Глава 1. Протокол без подписи.
Сначала он решил, что боль — это ещё не доказательство жизни. В последние секунды, если они действительно были последними, мир уже успел один раз обмануть его: мокрый асфальт блеснул впереди чёрным зеркалом, фары встречной машины разом выросли до размеров солнца, руль вывернулся под руками с бесполезной, детской покорностью, и где-то на самом краю сознания Андрей Соколов успел подумать не о смерти, не о Боге, не о смысле прожитого, а о совершенно мелком, стыдном: что он опять не ответил жене на сообщение. Потом был удар. Не звук даже, а отсутствие всякого звука, будто мир схлопнулся, как экран, которому наконец выключили питание. И если после такого что-то могло быть справедливым, то только полная темнота. Без боли, без памяти, без тела, без обязательств, долгов, новостей, детского кашля за стеной, банковских уведомлений, работы, где все притворялись занятыми чем-то важным, и страны, которая в его времени уже столько лет жила с выражением лица человека, ожидающего следующей беды.
Но темнота оказалась не полной. В ней было дыхание. Чужое, хриплое, близкое. Была лампа, ещё не видимая, но уже ощущаемая сквозь веки красным болезненным пятном. Была верёвка, врезавшаяся в запястья так глубоко, что пальцы давно перестали принадлежать рукам и превратились в холодные, раздутые предметы. Была кровь во рту, солёная, густая, с металлическим привкусом, от которого желудок выворачивало даже сильнее, чем от боли в голове. Была скула, разбитая и горячая, как будто под кожу вложили раскалённый камень.

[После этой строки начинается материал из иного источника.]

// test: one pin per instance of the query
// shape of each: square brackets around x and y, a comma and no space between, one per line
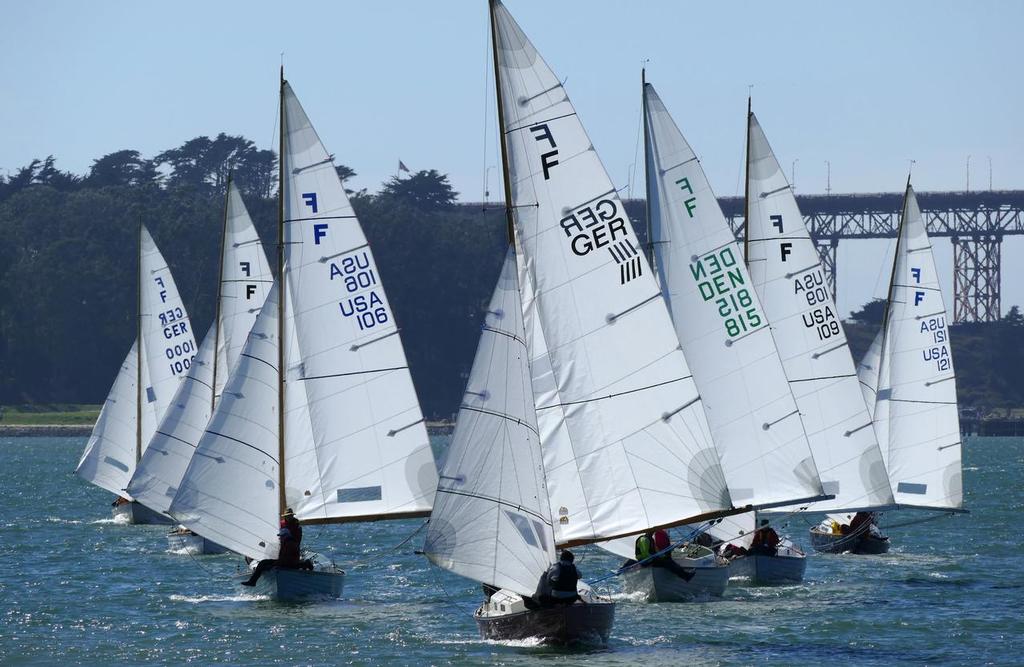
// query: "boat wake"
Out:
[199,599]
[121,519]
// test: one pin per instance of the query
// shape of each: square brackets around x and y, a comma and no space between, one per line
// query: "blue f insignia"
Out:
[310,200]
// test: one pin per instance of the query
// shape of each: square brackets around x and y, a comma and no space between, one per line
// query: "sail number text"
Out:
[361,300]
[719,277]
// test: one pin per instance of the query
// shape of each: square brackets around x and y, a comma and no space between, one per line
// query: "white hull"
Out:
[766,570]
[193,544]
[295,585]
[505,616]
[662,585]
[133,512]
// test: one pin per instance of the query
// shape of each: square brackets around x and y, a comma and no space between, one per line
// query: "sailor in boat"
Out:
[288,558]
[288,520]
[558,584]
[765,541]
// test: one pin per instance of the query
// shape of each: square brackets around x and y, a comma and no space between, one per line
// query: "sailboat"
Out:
[582,423]
[150,375]
[245,279]
[908,380]
[320,415]
[723,329]
[787,276]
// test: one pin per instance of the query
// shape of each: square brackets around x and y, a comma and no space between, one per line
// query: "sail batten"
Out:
[787,276]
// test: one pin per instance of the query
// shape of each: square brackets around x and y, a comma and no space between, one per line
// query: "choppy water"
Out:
[77,588]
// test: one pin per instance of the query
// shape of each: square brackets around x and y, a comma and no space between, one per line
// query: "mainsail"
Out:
[243,286]
[787,277]
[915,411]
[722,327]
[625,439]
[148,377]
[320,414]
[492,519]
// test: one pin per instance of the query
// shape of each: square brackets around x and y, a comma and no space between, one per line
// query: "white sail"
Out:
[635,451]
[369,456]
[492,520]
[245,281]
[167,347]
[110,455]
[168,341]
[915,409]
[787,277]
[165,460]
[722,327]
[229,491]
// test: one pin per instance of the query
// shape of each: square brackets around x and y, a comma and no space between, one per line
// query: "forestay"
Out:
[787,278]
[722,327]
[228,493]
[916,399]
[110,455]
[245,281]
[634,450]
[492,520]
[369,456]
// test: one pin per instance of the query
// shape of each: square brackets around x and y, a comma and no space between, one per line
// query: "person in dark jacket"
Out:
[558,584]
[289,557]
[288,520]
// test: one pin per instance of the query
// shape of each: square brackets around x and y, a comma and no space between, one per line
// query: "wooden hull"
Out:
[193,544]
[299,585]
[864,544]
[577,623]
[768,570]
[662,585]
[135,513]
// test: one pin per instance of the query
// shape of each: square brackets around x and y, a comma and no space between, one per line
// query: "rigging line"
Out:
[539,122]
[373,370]
[497,501]
[320,217]
[613,395]
[823,377]
[501,415]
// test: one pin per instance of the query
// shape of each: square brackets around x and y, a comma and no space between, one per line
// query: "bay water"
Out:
[77,588]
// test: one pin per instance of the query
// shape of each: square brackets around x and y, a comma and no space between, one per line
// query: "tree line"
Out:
[68,269]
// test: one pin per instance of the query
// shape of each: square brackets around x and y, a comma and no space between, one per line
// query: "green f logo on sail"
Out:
[691,203]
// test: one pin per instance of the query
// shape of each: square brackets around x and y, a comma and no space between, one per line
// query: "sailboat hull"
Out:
[188,542]
[769,570]
[862,544]
[711,576]
[136,513]
[505,617]
[300,585]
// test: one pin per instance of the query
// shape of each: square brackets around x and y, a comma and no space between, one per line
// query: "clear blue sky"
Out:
[866,86]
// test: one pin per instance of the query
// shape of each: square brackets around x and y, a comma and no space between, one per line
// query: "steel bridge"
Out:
[976,222]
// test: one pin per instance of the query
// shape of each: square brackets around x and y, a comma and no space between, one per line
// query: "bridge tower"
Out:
[976,277]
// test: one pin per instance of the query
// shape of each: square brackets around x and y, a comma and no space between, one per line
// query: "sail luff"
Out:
[283,296]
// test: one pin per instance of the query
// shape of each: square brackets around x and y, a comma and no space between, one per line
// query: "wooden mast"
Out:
[646,176]
[282,291]
[220,288]
[747,190]
[509,220]
[138,349]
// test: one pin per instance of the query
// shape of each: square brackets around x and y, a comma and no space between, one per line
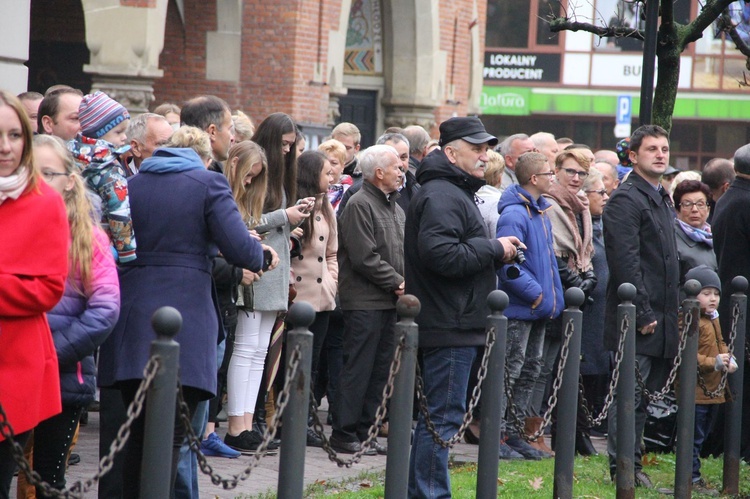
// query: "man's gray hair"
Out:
[139,125]
[504,147]
[375,157]
[392,137]
[742,160]
[418,139]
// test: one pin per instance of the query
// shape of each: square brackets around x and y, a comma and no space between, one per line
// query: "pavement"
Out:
[263,479]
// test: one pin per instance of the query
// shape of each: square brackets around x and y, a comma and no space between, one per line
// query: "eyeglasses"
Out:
[601,192]
[701,205]
[573,173]
[50,176]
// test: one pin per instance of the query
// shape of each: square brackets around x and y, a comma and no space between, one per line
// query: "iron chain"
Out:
[380,414]
[268,435]
[105,465]
[475,396]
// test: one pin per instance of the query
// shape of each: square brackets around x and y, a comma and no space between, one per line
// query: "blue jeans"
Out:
[703,415]
[525,346]
[446,377]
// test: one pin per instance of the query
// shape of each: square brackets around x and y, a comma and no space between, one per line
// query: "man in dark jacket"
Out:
[731,230]
[533,287]
[371,269]
[450,267]
[641,249]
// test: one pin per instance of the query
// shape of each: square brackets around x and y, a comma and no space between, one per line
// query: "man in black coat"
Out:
[731,231]
[450,266]
[641,249]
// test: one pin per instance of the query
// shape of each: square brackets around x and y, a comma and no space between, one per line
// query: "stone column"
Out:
[14,45]
[125,38]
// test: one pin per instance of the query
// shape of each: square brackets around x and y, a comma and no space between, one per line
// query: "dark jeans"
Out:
[8,463]
[446,376]
[654,371]
[703,414]
[369,340]
[52,439]
[134,454]
[525,343]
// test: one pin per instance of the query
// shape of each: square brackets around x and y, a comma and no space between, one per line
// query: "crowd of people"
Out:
[197,208]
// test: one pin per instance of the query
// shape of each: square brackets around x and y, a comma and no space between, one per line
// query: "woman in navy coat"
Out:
[183,215]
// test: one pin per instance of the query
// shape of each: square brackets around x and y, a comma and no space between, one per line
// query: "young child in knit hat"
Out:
[96,151]
[713,359]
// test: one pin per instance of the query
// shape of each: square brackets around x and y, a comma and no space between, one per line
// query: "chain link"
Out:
[380,414]
[268,434]
[596,421]
[105,465]
[658,396]
[475,396]
[723,382]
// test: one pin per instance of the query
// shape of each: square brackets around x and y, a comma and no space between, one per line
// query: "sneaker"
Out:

Была грудь, с трудом набирающая воздух; при каждом вдохе где-то под рёбрами вспыхивала тупая внутренняя искра. И был запах. Именно запах первым убедил его, что это не больница, не автомобильная обочина, не реанимация, не туманное посмертное пространство, составленное мозгом из последних воспоминаний. Пахло сыростью, старым кирпичом, табачным дымом, чернилами, керосином, потом и страхом, причём страх был не его личный, не свежий, не тот, что поднялся сейчас из живота к горлу, а старый, въевшийся в стены, как плесень. В этом помещении боялись до него, долго, часто и, кажется, вполне заслуженно.
— Очнулся, — сказал кто-то рядом, и в голосе не было ни удивления, ни радости, ни злобы. Просто усталая отметка факта, как если бы заговорил неисправный аппарат, от которого всё же дождались нужного щелчка. — Ну вот и хорошо. Продолжим, Павел Андреевич.
Имя прошло мимо сознания, не зацепившись. Павел Андреевич — это был кто-то другой, кто-то из чужого дела, из чужого кабинета, из чужой жизни. Андрей попытался открыть глаза и сразу пожалел об этом. Свет ударил не просто в зрачки, а глубже, в самую больную середину черепа. Комната расплывалась жёлтыми пятнами, чёрными углами, тёмной линией стола. Он моргнул, но веки были тяжёлыми, будто к ним приклеилась засохшая кровь. Постепенно из света возникли вещи: лампа под железным абажуром, наклонённая так, чтобы свет падал прямо в лицо; стол с исцарапанной столешницей; пепельница, полная окурков; стакан с тёмным недопитым чаем; папка из грубого картона; чернильница; несколько листов; и револьвер, положенный сбоку небрежно, почти лениво, но так, чтобы его обязательно заметили. Револьвер показался Андрею сначала театральным, слишком старым для реальности, как вещь из музея или из фильма о войне. Потом взгляд задержался на потёртой рукояти, на масляном тусклом блеске металла, на тяжёлой простоте барабана, и театральность исчезла. Эта вещь была настоящей. Более настоящей, чем его память о телефоне в кармане.